Dal 1971 al 1973 Elsa Morante si dedica alla stesura di quella che sarà la sua più popolare e discussa opera: La Storia, che verrà pubblicata nel 1974, in edizione economica per volontà dell’autrice. Al suo apparire il romanzo, di seicento e più pagine, suscita entusiasmo e polemiche, alla popolarità che guadagna presso i lettori si oppone la riserva di una parte della critica. Scrivere un’opera di narrativa dall’impianto ottocentesco, quale è La Storia, in un tempo in cui l’eco delle avanguardie non si è del tutto dileguata e poeti e scrittori sperimentano tecniche innovative di scrittura, non può non far discutere. Fra coloro che ne sono entusiasti vi è Natalia Ginziburg, fra i polemici Italo Calvino e fra coloro decisamente ostili all’opera morantiana spicca Enzo Siciliano. L’animosità di questi ultimi, generata da ragioni ideologiche, si manifesta con la denigrazione del romanzo in quanto ritenuto narrativamente esuberante, dagli incerti esiti artistici e dalla decisa vena populista. Tuttavia non ne vengono negati i valori positivi, come il rispetto per l’essere umano e la pietas verso la categoria degli umili, gli sconfitti della vita, quegli “ultimi” di evangelica memoria.

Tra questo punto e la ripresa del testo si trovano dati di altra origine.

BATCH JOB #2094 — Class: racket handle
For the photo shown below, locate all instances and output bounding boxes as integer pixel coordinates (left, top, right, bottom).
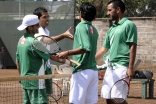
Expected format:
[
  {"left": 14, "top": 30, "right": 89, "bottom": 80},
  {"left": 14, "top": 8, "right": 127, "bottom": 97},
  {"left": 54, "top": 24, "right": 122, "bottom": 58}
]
[{"left": 68, "top": 58, "right": 81, "bottom": 66}]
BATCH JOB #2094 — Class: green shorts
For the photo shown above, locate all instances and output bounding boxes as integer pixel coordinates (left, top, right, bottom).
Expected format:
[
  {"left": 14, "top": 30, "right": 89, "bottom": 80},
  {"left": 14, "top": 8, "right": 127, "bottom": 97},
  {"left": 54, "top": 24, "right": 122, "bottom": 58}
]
[{"left": 23, "top": 89, "right": 48, "bottom": 104}]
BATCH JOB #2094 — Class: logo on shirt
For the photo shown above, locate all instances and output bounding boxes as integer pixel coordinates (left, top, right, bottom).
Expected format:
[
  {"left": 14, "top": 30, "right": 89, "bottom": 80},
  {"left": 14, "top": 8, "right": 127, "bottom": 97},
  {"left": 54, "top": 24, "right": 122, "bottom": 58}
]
[
  {"left": 20, "top": 38, "right": 26, "bottom": 44},
  {"left": 90, "top": 27, "right": 94, "bottom": 34}
]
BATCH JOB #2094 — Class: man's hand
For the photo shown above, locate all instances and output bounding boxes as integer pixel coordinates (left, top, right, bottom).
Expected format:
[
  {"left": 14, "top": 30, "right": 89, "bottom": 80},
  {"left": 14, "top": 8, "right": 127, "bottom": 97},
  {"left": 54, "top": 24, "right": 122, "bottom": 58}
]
[
  {"left": 127, "top": 68, "right": 135, "bottom": 81},
  {"left": 63, "top": 27, "right": 74, "bottom": 40},
  {"left": 56, "top": 51, "right": 68, "bottom": 58}
]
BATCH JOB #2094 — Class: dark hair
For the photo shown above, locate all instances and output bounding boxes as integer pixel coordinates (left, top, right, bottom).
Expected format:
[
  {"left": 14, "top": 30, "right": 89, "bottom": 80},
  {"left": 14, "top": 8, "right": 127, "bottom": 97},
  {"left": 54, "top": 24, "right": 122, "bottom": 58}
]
[
  {"left": 80, "top": 2, "right": 96, "bottom": 21},
  {"left": 108, "top": 0, "right": 125, "bottom": 13},
  {"left": 33, "top": 7, "right": 48, "bottom": 18}
]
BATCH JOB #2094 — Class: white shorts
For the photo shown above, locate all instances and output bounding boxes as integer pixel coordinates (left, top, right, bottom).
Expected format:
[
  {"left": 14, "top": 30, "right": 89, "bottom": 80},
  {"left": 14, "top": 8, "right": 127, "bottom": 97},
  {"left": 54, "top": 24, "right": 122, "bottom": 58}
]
[
  {"left": 69, "top": 69, "right": 98, "bottom": 104},
  {"left": 101, "top": 67, "right": 129, "bottom": 100}
]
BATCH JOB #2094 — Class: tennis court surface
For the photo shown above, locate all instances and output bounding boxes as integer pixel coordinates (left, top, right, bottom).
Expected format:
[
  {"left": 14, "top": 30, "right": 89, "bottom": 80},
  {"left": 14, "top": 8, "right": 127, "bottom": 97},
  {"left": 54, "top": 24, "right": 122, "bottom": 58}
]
[{"left": 0, "top": 69, "right": 156, "bottom": 104}]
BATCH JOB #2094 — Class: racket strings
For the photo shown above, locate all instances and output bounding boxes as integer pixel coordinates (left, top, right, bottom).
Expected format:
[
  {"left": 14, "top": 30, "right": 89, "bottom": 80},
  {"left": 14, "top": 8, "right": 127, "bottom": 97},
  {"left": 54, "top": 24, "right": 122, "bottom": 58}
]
[
  {"left": 50, "top": 42, "right": 61, "bottom": 53},
  {"left": 33, "top": 40, "right": 50, "bottom": 53},
  {"left": 110, "top": 77, "right": 130, "bottom": 104}
]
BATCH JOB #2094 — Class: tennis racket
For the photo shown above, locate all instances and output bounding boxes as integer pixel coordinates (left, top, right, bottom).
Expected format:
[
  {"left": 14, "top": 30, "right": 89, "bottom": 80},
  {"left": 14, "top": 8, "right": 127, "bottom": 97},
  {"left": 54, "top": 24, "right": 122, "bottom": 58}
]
[
  {"left": 32, "top": 35, "right": 81, "bottom": 66},
  {"left": 48, "top": 82, "right": 62, "bottom": 104},
  {"left": 110, "top": 59, "right": 141, "bottom": 104}
]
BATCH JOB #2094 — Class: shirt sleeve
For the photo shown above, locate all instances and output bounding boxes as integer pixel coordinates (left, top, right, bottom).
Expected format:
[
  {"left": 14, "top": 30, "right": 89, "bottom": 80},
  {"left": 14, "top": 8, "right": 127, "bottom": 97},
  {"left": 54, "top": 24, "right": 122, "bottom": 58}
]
[
  {"left": 76, "top": 25, "right": 91, "bottom": 51},
  {"left": 126, "top": 22, "right": 137, "bottom": 44}
]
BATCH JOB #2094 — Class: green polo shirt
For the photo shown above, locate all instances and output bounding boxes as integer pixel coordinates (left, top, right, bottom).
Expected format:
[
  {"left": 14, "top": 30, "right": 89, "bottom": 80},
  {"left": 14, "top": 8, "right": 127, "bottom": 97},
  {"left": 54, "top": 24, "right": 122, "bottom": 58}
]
[
  {"left": 73, "top": 21, "right": 98, "bottom": 73},
  {"left": 16, "top": 34, "right": 50, "bottom": 89},
  {"left": 103, "top": 18, "right": 137, "bottom": 67}
]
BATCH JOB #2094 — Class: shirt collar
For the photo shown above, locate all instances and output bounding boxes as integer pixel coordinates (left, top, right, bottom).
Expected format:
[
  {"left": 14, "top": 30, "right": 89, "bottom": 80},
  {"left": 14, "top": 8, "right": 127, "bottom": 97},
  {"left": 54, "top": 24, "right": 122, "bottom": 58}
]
[
  {"left": 80, "top": 20, "right": 92, "bottom": 25},
  {"left": 24, "top": 33, "right": 34, "bottom": 38}
]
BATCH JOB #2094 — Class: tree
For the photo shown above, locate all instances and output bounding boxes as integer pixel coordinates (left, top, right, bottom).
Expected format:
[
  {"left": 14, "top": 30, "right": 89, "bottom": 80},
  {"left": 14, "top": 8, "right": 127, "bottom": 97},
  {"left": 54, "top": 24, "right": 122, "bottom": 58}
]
[{"left": 76, "top": 0, "right": 156, "bottom": 18}]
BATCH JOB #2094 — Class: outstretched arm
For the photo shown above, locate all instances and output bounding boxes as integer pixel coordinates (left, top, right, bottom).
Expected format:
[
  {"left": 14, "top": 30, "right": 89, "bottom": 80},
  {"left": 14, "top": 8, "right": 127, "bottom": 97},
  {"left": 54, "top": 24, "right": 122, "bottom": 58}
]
[
  {"left": 127, "top": 43, "right": 137, "bottom": 80},
  {"left": 16, "top": 62, "right": 20, "bottom": 75},
  {"left": 41, "top": 27, "right": 74, "bottom": 44},
  {"left": 56, "top": 48, "right": 88, "bottom": 58},
  {"left": 51, "top": 27, "right": 74, "bottom": 41}
]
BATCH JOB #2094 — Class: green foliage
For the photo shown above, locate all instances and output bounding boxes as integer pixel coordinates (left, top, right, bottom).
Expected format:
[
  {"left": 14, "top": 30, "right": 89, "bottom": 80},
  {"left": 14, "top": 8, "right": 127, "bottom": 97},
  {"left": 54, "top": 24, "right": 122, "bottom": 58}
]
[
  {"left": 0, "top": 15, "right": 13, "bottom": 20},
  {"left": 123, "top": 0, "right": 156, "bottom": 17},
  {"left": 76, "top": 0, "right": 156, "bottom": 18}
]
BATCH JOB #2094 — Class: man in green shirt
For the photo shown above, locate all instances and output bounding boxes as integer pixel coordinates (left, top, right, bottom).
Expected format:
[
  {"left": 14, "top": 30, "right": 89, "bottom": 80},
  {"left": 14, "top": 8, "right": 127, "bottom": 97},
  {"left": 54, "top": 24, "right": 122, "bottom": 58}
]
[
  {"left": 16, "top": 15, "right": 70, "bottom": 104},
  {"left": 96, "top": 0, "right": 137, "bottom": 104},
  {"left": 58, "top": 2, "right": 98, "bottom": 104}
]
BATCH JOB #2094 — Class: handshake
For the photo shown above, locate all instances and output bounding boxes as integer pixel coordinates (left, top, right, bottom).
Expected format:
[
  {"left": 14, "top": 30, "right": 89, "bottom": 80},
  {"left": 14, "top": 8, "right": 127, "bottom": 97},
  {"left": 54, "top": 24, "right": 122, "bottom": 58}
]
[{"left": 96, "top": 64, "right": 107, "bottom": 70}]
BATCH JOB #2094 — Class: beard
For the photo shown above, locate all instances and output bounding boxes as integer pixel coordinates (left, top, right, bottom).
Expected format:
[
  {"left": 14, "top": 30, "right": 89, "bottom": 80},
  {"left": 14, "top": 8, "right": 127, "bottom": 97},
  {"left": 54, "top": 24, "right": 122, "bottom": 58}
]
[{"left": 109, "top": 13, "right": 119, "bottom": 21}]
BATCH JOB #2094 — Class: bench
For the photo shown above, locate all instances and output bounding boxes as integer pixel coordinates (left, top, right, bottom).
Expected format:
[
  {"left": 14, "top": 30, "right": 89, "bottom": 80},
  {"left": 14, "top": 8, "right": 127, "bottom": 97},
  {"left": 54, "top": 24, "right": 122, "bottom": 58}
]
[{"left": 132, "top": 79, "right": 155, "bottom": 99}]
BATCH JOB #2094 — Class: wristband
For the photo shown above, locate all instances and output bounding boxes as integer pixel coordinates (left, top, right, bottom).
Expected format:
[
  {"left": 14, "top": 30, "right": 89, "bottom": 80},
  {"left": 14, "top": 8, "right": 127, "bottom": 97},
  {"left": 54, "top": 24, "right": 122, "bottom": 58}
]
[
  {"left": 59, "top": 58, "right": 63, "bottom": 62},
  {"left": 65, "top": 59, "right": 70, "bottom": 65}
]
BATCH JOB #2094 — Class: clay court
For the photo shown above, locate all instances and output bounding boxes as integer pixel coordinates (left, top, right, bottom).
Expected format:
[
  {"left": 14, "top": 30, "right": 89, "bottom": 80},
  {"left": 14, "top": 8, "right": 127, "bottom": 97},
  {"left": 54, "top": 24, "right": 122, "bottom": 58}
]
[{"left": 0, "top": 69, "right": 156, "bottom": 104}]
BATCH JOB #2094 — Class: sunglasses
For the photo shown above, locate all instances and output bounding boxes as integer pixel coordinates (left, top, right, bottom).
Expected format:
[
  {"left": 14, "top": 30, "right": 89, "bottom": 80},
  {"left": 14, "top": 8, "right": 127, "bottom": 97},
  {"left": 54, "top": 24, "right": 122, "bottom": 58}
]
[{"left": 41, "top": 15, "right": 49, "bottom": 19}]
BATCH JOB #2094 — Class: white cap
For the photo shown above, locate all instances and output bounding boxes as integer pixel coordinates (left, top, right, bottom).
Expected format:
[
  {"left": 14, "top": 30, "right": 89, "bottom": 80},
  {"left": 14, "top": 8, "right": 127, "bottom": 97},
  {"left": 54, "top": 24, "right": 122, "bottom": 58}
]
[{"left": 17, "top": 14, "right": 39, "bottom": 31}]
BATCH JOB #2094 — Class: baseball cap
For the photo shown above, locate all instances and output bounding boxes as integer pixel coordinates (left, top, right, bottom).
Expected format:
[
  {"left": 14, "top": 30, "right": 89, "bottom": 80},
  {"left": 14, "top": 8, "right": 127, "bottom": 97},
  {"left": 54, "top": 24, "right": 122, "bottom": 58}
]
[{"left": 17, "top": 14, "right": 39, "bottom": 31}]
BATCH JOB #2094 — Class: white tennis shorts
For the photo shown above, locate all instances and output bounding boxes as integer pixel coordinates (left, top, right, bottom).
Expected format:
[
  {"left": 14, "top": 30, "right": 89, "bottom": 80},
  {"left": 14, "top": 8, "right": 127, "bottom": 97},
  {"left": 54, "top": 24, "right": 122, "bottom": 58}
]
[
  {"left": 101, "top": 67, "right": 129, "bottom": 100},
  {"left": 69, "top": 69, "right": 98, "bottom": 104}
]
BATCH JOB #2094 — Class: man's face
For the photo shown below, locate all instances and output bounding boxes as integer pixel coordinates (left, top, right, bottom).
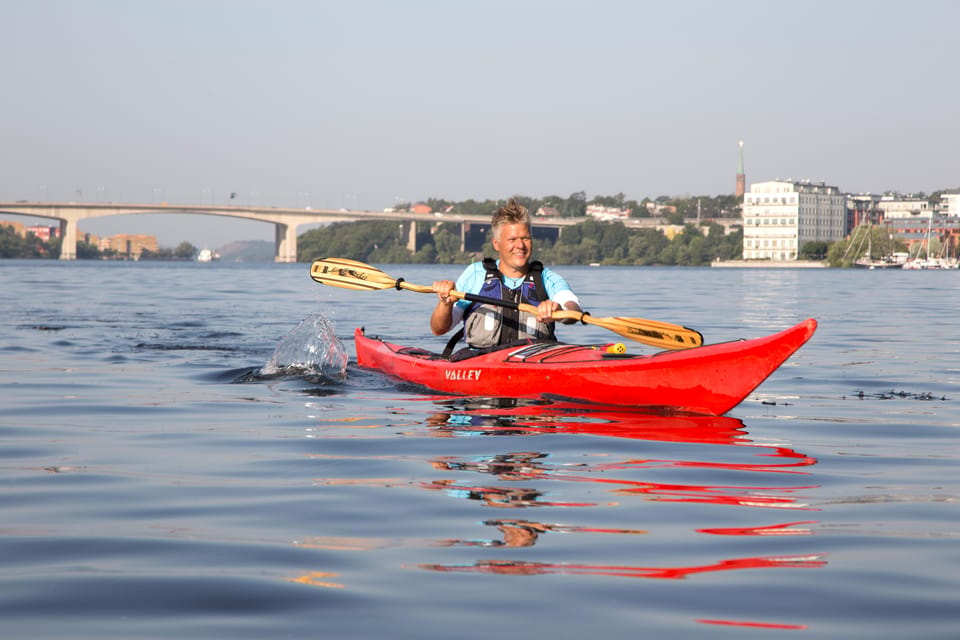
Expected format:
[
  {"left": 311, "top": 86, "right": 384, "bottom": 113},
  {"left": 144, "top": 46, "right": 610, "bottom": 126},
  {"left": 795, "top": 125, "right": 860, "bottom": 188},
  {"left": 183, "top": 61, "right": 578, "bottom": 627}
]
[{"left": 493, "top": 224, "right": 533, "bottom": 278}]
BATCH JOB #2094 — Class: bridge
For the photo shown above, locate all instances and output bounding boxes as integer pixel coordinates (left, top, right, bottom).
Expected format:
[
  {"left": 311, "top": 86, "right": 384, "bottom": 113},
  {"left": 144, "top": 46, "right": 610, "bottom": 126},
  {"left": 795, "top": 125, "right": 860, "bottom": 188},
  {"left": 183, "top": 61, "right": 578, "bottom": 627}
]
[
  {"left": 0, "top": 202, "right": 516, "bottom": 262},
  {"left": 0, "top": 201, "right": 740, "bottom": 262}
]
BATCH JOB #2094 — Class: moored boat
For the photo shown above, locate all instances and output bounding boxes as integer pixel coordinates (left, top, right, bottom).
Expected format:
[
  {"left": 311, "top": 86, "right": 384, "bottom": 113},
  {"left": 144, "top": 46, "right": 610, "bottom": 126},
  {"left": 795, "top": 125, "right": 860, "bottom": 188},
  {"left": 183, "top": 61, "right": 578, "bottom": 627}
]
[{"left": 354, "top": 318, "right": 817, "bottom": 415}]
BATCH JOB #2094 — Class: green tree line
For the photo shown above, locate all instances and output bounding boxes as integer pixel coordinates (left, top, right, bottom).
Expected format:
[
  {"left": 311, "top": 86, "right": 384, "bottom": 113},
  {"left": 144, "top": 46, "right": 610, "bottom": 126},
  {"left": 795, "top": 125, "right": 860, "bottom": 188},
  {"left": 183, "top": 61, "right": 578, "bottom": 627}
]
[
  {"left": 395, "top": 191, "right": 740, "bottom": 224},
  {"left": 0, "top": 225, "right": 197, "bottom": 260},
  {"left": 297, "top": 215, "right": 743, "bottom": 266}
]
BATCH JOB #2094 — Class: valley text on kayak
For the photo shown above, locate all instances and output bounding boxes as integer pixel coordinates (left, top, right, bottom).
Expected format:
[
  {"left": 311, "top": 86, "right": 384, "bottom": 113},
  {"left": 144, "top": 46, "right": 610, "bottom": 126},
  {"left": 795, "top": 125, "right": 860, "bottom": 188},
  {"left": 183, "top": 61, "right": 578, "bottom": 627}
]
[{"left": 444, "top": 369, "right": 483, "bottom": 380}]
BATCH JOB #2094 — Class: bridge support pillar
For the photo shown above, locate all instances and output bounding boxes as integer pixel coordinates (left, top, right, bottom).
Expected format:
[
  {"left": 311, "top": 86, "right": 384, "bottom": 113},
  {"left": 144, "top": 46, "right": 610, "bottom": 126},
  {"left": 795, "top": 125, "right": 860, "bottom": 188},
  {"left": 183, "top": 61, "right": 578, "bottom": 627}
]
[
  {"left": 60, "top": 211, "right": 77, "bottom": 260},
  {"left": 273, "top": 222, "right": 297, "bottom": 262},
  {"left": 407, "top": 220, "right": 418, "bottom": 253}
]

Il romanzo copre un arco di tempo che va dal 1941 al 1947 e racconta la storia della maestra Ida Ramundo, una vedova ebrea che viene stuprata da un giovane soldato tedesco. Da quell’atto di violenza nasce Useppe, il figlio che diviene l’unica ragione di vita di Ida, donna mansueta e rassegnata, mater dolorosa che arriva anche a rubare pur di provvedere al nutrimento del piccolo, a sua volta creatura gracile cresciuta fra gli stenti della guerra. La storia di queste due esistenze, anime semplici calate nel groviglio dannato di un’era di violenza e di morte, è il paradigma della follia dei potenti e della devastazione fisica e psicologica perpetrata a danno dei soggetti più deboli. Il recondito fine di quest’opera sta nella concezione di un’ideologia che condanna la “Storia” come “uno scandalo che dura da diecimila anni”, un ciclo immutabile che non si sviluppa secondo le leggi del progresso, ma che si accanisce sui più deboli attraverso ingiustizie e follie distruttive. Al pregio narrativo dell’opera va associato il valore aggiunto di una puntuale cronologia degli eventi storici nazionali e internazionali del secolo scorso, dall’inizio del Novecento fino al 1967. Ogni capitolo è infatti preceduto da un quadro di ordine temporale nel quale sono elencati per data gli avvenimenti coevi al periodo narrato. E’, questo elemento, una cifra in più che assegna all’opera l’importanza del documento storico.